I want to tell you how different he is, but I’m pretty sure some of you have one of these back home.  The sibling who lives by his own set of rules.  The sibling who will forever be the “baby” of the family and gets treated as such no matter how old he gets.  The sibling who makes bad choices, learns nothing from them and inevitably repeats them.

And you probably also have the parents.  The parents who raised you to be reliable and self-sufficient.  The parents who taught you to work hard and be proud of a job well done.  The parents who expected nothing less than good grades from you in school.  The parents who seem to be smart people except when it comes to their son.  You thought you might understand them better once you became a parent, but none of their choices make sense.  The free room and board.  The free car.  The free trips to the grocery store.
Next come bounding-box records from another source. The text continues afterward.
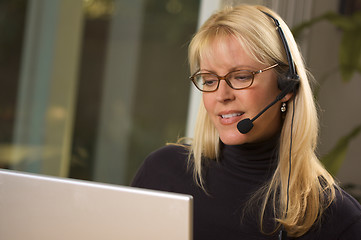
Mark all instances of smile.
[221,113,243,118]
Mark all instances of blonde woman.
[132,5,361,240]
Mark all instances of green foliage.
[321,125,361,175]
[292,11,361,82]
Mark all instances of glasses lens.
[194,73,218,92]
[228,70,253,89]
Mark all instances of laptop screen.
[0,170,193,240]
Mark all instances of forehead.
[199,36,259,71]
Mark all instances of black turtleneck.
[132,136,361,240]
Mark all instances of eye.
[229,71,253,82]
[197,73,218,86]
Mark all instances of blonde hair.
[189,5,335,237]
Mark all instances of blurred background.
[0,0,361,200]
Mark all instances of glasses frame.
[189,63,278,92]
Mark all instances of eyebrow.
[196,65,257,75]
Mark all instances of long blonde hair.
[189,5,335,237]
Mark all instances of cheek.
[202,93,214,113]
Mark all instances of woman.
[132,5,361,239]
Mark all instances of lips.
[221,113,243,118]
[218,112,244,125]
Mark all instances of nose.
[215,80,236,102]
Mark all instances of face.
[200,35,290,145]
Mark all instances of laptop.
[0,170,193,240]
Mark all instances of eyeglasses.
[189,63,278,92]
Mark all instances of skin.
[200,37,291,145]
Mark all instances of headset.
[237,11,300,240]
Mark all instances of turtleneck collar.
[221,134,279,178]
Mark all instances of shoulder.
[131,145,189,190]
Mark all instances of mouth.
[218,112,244,125]
[220,113,243,119]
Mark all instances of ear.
[282,92,293,102]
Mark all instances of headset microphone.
[237,11,299,134]
[237,81,298,134]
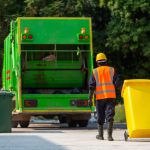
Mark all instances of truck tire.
[19,121,30,128]
[78,120,88,127]
[12,121,18,128]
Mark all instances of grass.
[114,104,126,123]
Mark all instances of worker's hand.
[88,100,92,107]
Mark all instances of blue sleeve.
[89,74,96,90]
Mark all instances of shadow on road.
[0,134,66,150]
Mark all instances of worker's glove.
[88,100,92,107]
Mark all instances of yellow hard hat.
[96,53,107,61]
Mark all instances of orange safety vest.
[93,66,116,100]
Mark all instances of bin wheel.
[124,131,129,141]
[12,121,18,128]
[19,121,30,128]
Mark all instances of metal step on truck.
[2,17,94,127]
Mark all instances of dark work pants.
[96,99,115,125]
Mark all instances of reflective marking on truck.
[6,70,10,74]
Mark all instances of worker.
[89,53,120,141]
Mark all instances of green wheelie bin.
[0,91,13,133]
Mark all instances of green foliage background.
[0,0,150,86]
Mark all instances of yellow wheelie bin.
[121,79,150,141]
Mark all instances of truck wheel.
[68,120,77,128]
[19,121,29,128]
[12,121,18,128]
[78,120,88,127]
[59,116,67,123]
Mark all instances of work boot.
[107,121,114,141]
[96,125,104,140]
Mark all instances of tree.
[100,0,150,78]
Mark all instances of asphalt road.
[0,123,150,150]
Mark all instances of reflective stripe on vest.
[93,66,116,100]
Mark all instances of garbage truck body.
[2,17,93,127]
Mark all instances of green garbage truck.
[2,17,94,127]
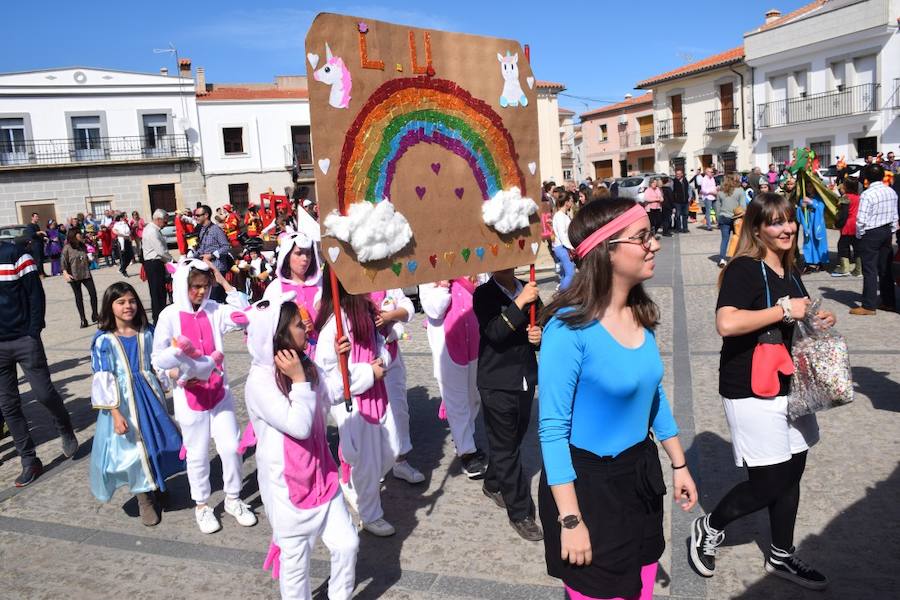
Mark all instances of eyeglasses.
[608,229,656,251]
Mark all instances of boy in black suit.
[473,269,544,542]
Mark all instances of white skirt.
[722,396,819,467]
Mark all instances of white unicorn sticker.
[313,43,353,108]
[497,50,528,108]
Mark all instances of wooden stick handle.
[328,268,353,412]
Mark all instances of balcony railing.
[706,108,740,133]
[656,117,687,140]
[757,83,879,127]
[0,134,192,168]
[619,131,656,148]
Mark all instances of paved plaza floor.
[0,228,900,600]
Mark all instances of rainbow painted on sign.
[337,77,525,214]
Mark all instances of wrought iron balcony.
[756,83,879,127]
[0,134,193,169]
[656,117,687,140]
[706,108,741,133]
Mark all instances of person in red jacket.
[831,177,862,277]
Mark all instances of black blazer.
[472,278,541,392]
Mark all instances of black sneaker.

And you may realize you were already a parent yourself by the time you were your brother’s age.  You had paid your dues in years of hard work that included hours of overtime to pay car payments, rent and then a mortgage.  You earned the right to bring another life into this world because you could finally care for that life and give her everything your parents gave you.

And then you look at this sibling and how he’s not so far removed from your child and you get mad.  You look at his relatively easy life, a life devoid of responsibility, and you get really, really mad that everyone else is okay with it.